Registriert seit: 25.05.2008
Ort: NDS
Beiträge: 9
Standard

Ich hab nun am 22.9. noch meiner Fallmanagerin schriftlich mitgeteilt, wann ich nicht erreichbar bin, weil ich meinen Sohn ins Krankenhaus begleite (hab eine Kopie des Krankenhausschreibens beigelegt).
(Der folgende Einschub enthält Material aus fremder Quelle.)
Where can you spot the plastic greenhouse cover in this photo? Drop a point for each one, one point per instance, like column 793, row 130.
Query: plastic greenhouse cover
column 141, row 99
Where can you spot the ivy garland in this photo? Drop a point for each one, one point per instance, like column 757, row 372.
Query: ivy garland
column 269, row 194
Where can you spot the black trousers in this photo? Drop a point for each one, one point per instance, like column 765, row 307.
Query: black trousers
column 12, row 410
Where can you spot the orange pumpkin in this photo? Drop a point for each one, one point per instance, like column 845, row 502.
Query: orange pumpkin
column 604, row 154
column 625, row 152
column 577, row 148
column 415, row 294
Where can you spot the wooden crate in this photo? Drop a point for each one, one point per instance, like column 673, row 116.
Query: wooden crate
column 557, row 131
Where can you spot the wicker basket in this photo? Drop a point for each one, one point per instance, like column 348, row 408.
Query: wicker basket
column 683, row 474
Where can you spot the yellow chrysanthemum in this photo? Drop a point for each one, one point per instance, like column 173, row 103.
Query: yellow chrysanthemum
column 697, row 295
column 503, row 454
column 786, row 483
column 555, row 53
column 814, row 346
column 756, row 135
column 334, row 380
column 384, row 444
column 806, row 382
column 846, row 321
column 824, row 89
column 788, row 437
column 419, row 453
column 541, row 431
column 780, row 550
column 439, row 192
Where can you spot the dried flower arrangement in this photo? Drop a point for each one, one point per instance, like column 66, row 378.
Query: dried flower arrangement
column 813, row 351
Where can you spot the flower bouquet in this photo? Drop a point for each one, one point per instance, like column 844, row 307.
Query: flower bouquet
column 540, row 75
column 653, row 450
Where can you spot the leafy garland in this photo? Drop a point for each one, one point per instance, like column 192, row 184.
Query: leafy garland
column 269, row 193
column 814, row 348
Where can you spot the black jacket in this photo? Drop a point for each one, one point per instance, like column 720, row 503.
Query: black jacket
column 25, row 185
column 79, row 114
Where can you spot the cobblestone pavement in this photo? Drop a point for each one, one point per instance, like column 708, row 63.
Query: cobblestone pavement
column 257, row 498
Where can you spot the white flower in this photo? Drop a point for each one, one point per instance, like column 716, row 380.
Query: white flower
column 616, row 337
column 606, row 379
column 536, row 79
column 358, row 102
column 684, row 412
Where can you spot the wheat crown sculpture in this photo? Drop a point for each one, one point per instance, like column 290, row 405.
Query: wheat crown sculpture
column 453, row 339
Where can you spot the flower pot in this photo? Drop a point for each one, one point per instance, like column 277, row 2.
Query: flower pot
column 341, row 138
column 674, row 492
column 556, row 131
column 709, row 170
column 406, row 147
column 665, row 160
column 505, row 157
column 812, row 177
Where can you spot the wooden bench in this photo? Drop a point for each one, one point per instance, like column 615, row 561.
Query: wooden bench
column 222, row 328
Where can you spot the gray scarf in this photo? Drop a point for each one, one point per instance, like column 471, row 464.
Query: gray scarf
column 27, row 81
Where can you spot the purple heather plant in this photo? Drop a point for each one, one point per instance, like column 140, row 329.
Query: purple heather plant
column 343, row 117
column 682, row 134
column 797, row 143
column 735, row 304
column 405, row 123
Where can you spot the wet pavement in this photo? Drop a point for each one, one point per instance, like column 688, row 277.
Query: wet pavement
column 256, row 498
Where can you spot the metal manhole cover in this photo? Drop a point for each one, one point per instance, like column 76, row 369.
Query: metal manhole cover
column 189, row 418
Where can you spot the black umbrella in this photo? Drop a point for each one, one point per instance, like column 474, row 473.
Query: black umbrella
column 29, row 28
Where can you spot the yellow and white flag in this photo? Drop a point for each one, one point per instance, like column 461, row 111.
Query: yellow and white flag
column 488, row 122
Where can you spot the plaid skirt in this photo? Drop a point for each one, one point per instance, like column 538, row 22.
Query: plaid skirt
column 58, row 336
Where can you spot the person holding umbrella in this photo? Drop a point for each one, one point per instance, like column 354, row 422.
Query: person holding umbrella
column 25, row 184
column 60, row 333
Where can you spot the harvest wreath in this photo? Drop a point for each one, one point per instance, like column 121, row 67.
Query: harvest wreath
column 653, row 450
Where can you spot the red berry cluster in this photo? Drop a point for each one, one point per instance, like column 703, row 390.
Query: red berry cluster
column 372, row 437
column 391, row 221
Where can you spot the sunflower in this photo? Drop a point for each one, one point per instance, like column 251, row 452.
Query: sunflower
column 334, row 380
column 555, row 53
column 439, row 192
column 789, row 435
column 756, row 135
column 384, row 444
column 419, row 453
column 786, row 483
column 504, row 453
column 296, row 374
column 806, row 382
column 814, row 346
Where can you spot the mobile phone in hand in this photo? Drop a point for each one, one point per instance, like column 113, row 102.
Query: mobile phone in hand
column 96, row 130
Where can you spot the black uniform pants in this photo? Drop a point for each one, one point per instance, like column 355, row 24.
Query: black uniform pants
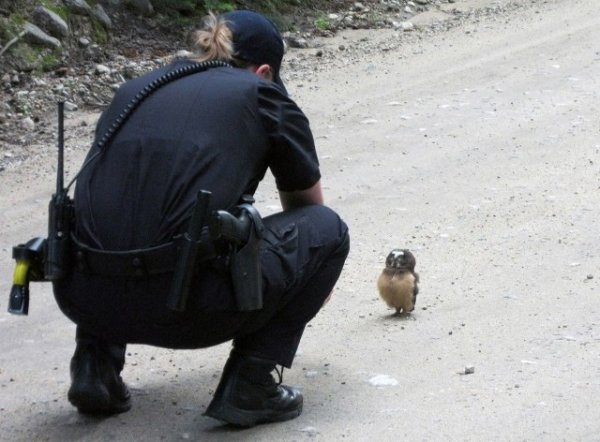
column 302, row 256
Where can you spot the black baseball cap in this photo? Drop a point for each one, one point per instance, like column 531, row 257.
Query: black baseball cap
column 257, row 40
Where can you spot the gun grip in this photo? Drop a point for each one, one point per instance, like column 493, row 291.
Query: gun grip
column 18, row 302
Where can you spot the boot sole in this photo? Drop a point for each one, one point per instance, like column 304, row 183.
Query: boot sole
column 248, row 418
column 96, row 401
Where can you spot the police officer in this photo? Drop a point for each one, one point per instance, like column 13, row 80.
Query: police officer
column 217, row 130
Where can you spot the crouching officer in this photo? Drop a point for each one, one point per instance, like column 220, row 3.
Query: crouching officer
column 159, row 203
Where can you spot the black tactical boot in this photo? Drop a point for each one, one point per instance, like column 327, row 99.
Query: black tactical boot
column 96, row 386
column 248, row 395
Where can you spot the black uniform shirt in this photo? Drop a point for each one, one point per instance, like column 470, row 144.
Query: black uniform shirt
column 217, row 130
Gehört hab ich allerdings nichts mehr von ihr, kein Schreiben, kein gar nichts, die EGV ist letzten Monat abgelaufen.
Das ist auch nicht das einzigste Problem mit der Arge hier, hab letzte Monat schonmal Rat von den Rechtsanwälten hier gebraucht, weil mir mit Leistungseinstellung gedroht wurde von seiten meiner Fallmanagerin, da ich schwer zu vermitteln bin (2 meiner Kinder sind chronisch krank und behindert, für eines besteht mittlerweile eine Pflegestufe, beim anderen weiß ich noch nicht, das läuft noch).
Und dann noch diverse Kleinigkeiten wie z.B. der Kampf um ernährungsbedingten Mehrbedarf (wurde jetzt nochmal für 3 Monate genehmigt - danach wirds wohl ne Spontanheilung geben *Ironie off* oder der Kampf beginnt wieder von neuem).